KidsCoin provides a way for kids to experience the ‘lifecycle’ of money in a safe learning environment, Teei says. Through the platform, kids take part in educational quizzes tied into numeracy and literacy curriculum and when they answer questions correctly, they’re rewarded with the mock currency.
But it’s not just finances gamified – they also have to pay taxes, can harness their savings and earn interest, and take out a loan. A rewards store lets the kids cash in their hard-earned virtual dollars to buy real experiences, such as a tennis lesson with a coach. It’s hoped that these teachings will guide the kids away from falling into poverty traps later in life.
Teei says she’s had people tell her KidsCoin should eventually progress to giving children actual money, but she says that’s not the point.
“It’s empowering because you’re building your skills, putting in hard work and feeling like you can earn money without having the hang-ups associated with real money.”
Another unique part of the software is it’s designed so that parents and grandparents of the children can also come on the educational journey and experience their own learnings about money.

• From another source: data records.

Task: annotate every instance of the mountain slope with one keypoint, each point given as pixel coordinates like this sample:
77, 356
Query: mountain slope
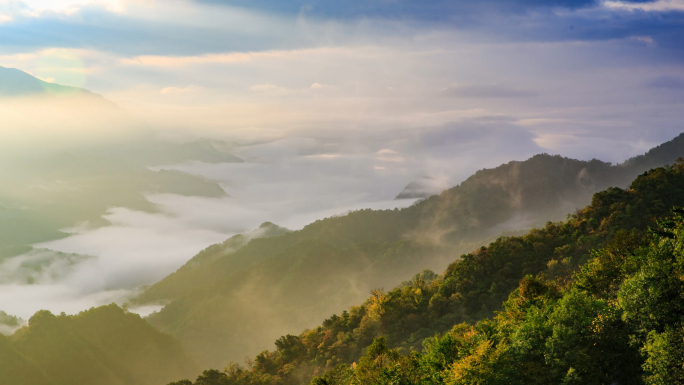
14, 82
238, 302
475, 286
104, 346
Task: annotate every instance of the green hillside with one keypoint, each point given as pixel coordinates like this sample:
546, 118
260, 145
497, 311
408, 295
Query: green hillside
104, 346
239, 301
617, 319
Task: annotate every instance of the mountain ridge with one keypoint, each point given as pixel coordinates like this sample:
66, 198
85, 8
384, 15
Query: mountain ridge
283, 283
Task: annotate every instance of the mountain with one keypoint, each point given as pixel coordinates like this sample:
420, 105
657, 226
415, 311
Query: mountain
105, 346
49, 192
421, 188
238, 301
597, 294
14, 82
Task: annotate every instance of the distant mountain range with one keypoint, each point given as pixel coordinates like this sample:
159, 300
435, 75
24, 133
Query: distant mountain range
238, 301
14, 82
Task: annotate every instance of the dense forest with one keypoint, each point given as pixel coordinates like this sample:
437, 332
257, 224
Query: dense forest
229, 302
104, 346
595, 299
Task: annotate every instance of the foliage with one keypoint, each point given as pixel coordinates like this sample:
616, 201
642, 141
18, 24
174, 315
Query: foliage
103, 345
618, 318
238, 301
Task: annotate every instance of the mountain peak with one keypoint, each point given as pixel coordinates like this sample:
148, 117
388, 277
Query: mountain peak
15, 82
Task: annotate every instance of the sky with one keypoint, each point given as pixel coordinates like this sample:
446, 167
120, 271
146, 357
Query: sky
337, 105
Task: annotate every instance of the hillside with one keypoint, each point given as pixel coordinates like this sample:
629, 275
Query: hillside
104, 346
239, 301
556, 327
14, 82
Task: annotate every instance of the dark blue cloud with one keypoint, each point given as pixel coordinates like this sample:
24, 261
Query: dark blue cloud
425, 10
499, 20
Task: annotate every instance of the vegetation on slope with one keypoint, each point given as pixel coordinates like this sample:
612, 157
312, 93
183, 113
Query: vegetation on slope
238, 302
473, 288
104, 346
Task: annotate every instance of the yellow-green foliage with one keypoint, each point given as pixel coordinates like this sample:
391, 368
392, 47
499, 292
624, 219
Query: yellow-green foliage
617, 319
104, 346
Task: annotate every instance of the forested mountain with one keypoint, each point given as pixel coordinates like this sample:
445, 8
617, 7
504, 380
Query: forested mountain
41, 196
236, 302
104, 346
596, 299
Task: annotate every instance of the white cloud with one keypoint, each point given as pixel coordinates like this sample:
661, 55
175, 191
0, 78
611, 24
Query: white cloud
185, 90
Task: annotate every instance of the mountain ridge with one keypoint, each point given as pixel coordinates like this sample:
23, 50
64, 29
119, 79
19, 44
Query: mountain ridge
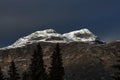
50, 35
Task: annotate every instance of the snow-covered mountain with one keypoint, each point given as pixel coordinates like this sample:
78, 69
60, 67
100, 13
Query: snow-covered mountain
50, 35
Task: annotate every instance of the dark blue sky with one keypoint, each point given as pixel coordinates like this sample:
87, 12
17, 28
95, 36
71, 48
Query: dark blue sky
22, 17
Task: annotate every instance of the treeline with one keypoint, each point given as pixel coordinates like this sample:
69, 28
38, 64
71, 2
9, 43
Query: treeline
37, 70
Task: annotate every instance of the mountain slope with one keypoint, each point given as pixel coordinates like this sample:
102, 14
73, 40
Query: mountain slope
50, 35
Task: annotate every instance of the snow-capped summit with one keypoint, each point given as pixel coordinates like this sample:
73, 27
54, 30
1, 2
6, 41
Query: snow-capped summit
83, 35
50, 35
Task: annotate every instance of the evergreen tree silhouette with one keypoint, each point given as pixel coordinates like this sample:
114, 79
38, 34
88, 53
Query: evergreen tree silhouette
1, 75
25, 76
37, 68
116, 75
12, 72
56, 69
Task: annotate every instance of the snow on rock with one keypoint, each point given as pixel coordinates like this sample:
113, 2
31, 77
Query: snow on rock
83, 35
50, 35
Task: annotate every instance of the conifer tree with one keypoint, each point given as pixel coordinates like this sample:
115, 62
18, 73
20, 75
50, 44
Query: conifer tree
37, 68
12, 72
116, 75
25, 76
56, 69
1, 75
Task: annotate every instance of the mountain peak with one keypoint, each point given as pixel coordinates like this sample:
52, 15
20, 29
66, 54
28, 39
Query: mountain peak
50, 35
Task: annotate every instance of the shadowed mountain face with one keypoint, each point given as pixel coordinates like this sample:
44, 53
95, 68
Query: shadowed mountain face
82, 61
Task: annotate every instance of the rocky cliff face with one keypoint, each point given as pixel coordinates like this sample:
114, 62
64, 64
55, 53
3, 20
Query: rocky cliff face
82, 61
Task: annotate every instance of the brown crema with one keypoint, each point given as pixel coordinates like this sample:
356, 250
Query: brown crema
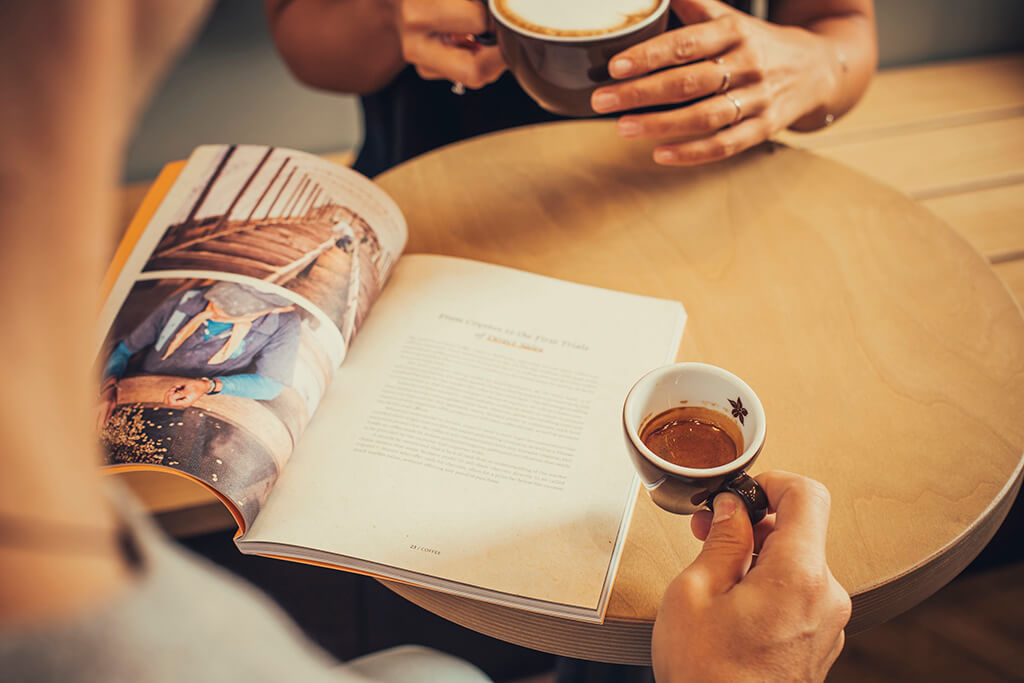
691, 436
519, 23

“When you’ve got a 75-year-old kaumatua working with his or her grandchild and they’re having epiphanies around saving or digital education, there’s something really beautiful and powerful in that,” Teei says.
The software costs $5 for each child, while the company makes money from partnerships with corporate businesses who want to offer something to the kids. For example, Teei says if Air New Zealand wants more Māori and Pacific people to be in their digital and tech teams, KidsCoin works with them to tailor content around this and encourage students to check it out as a career option.
KidsCoin also works with social service providers and Iwi to try address key issues in these communities. Looking ahead, Teei says they’re looking to expand the business in terms of staff and tech capabilities. A few schools in the US are already piloting the technology to see if it fits in with their curriculum, while she has been approached from social enterprises further abroad who are also interested in the software.
And given the international interest, it looks like KidsCoin’s idea is right on the money.